Little Big Corporation hired Stuart as a delivery driver. Before Stuart was hired, the personnel director of Big Little Corporation not only interviewed Stuart and asked him about his driving record and the status of his driver’s license, but the personnel director also obtained an official driving record for Stuart and talked with Stuart’s former employer specifically about Stuart’s driving record. There was no indication from the interview with Stuart, from his driving record, or from Stuart’s previous employer that Stuart was an unsafe driver.
When Stuart was hired by Little Big Corporation, he was thoroughly trained in the operation of the delivery truck that he would be driving and provided an employee safety manual which he was required to (and did) read.

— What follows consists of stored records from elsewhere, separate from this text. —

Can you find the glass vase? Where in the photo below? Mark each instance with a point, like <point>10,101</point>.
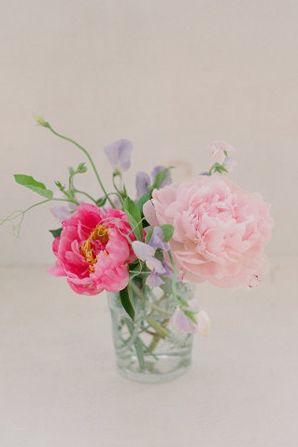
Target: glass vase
<point>149,348</point>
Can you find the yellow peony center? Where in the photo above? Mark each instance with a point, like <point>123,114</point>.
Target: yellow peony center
<point>88,247</point>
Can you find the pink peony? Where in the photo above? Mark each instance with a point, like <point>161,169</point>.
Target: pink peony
<point>93,251</point>
<point>220,230</point>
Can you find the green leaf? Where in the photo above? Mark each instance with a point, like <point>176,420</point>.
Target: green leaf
<point>218,167</point>
<point>134,217</point>
<point>56,233</point>
<point>126,303</point>
<point>82,168</point>
<point>101,202</point>
<point>168,231</point>
<point>161,177</point>
<point>34,185</point>
<point>143,200</point>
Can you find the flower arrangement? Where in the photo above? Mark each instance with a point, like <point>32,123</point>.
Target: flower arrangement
<point>145,251</point>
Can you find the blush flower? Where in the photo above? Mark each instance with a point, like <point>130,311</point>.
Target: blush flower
<point>220,230</point>
<point>93,250</point>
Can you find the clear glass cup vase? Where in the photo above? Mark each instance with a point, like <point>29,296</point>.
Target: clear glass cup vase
<point>148,348</point>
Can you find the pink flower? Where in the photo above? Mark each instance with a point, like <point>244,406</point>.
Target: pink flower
<point>220,230</point>
<point>93,251</point>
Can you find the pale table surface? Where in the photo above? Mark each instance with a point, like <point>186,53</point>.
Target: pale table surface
<point>59,386</point>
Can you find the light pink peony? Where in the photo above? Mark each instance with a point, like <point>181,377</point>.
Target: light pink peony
<point>220,230</point>
<point>93,251</point>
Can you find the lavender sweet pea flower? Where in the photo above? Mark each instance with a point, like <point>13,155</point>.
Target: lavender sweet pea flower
<point>119,154</point>
<point>143,182</point>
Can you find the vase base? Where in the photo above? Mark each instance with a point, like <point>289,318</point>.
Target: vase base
<point>146,376</point>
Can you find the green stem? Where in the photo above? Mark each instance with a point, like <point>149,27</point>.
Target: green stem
<point>70,140</point>
<point>161,331</point>
<point>18,213</point>
<point>85,194</point>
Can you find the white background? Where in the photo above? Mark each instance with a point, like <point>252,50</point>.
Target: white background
<point>172,76</point>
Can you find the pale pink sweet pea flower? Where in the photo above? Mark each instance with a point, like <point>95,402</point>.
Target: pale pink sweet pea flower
<point>220,231</point>
<point>93,251</point>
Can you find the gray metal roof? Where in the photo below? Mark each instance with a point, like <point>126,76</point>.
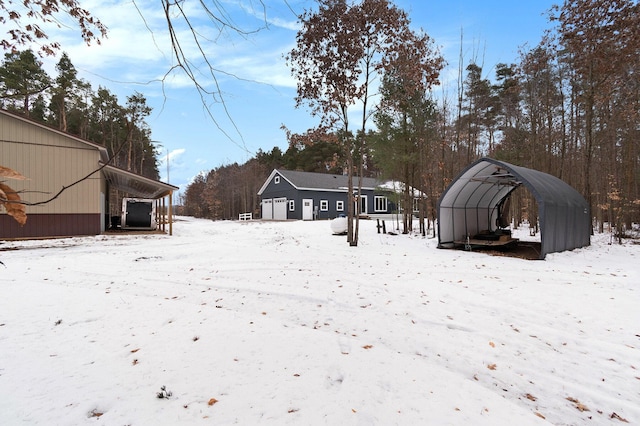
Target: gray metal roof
<point>311,180</point>
<point>137,185</point>
<point>468,205</point>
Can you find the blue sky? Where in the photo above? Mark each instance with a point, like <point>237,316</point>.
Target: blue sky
<point>259,90</point>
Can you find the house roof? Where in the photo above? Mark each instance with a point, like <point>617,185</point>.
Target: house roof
<point>319,181</point>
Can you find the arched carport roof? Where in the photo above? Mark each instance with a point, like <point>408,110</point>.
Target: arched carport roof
<point>469,205</point>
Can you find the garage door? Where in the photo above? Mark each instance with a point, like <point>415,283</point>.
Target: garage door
<point>267,209</point>
<point>280,208</point>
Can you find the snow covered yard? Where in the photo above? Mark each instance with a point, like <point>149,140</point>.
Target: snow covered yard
<point>283,323</point>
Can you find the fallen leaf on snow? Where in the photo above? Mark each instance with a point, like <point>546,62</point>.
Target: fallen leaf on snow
<point>617,417</point>
<point>580,406</point>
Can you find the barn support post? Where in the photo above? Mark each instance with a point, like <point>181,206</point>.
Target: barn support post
<point>170,213</point>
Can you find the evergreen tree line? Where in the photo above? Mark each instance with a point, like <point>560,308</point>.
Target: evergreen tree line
<point>569,107</point>
<point>70,104</point>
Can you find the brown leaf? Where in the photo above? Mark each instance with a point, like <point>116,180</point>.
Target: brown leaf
<point>617,417</point>
<point>578,404</point>
<point>13,205</point>
<point>11,174</point>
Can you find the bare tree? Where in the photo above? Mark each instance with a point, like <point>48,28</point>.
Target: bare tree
<point>340,52</point>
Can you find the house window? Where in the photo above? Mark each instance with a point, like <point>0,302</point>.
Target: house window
<point>380,203</point>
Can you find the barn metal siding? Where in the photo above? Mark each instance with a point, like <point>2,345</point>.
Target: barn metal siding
<point>50,225</point>
<point>50,160</point>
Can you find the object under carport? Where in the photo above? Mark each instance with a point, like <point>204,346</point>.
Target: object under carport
<point>138,213</point>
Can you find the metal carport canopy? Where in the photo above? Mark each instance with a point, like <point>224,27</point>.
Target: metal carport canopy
<point>137,185</point>
<point>468,205</point>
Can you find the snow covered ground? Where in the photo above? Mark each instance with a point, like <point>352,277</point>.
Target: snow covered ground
<point>283,323</point>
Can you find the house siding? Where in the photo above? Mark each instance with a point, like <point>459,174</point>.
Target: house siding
<point>284,189</point>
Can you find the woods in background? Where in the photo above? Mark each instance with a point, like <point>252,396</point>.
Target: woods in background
<point>569,106</point>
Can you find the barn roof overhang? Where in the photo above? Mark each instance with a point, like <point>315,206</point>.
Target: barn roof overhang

For seven years, Stuart worked as a delivery driver for Little Big Corporation without any accidents or problems. In Stuart’s eighth year as a delivery driver for Little Big Corporation, while making a delivery, he was distracted by something in the cab of his delivery truck, ran a stop sign and hit the car that was being driven by Peggy. Peggy suffered a broken leg and her car was badly damaged.
Peggy sued Stuart and Little Big Corporation for her injuries and damage, and she was awarded damages against Stuart and Little Big Corporation. Little Big Corporation was considered to be fully responsible for these damages under the doctrine of respondent superior.
Is that fair to Little Big Corporation? What is accomplished by making an employer liable for the actions of their employees if the employer has done everything within reason to make sure that its employees are qualified and trained to do their jobs safely?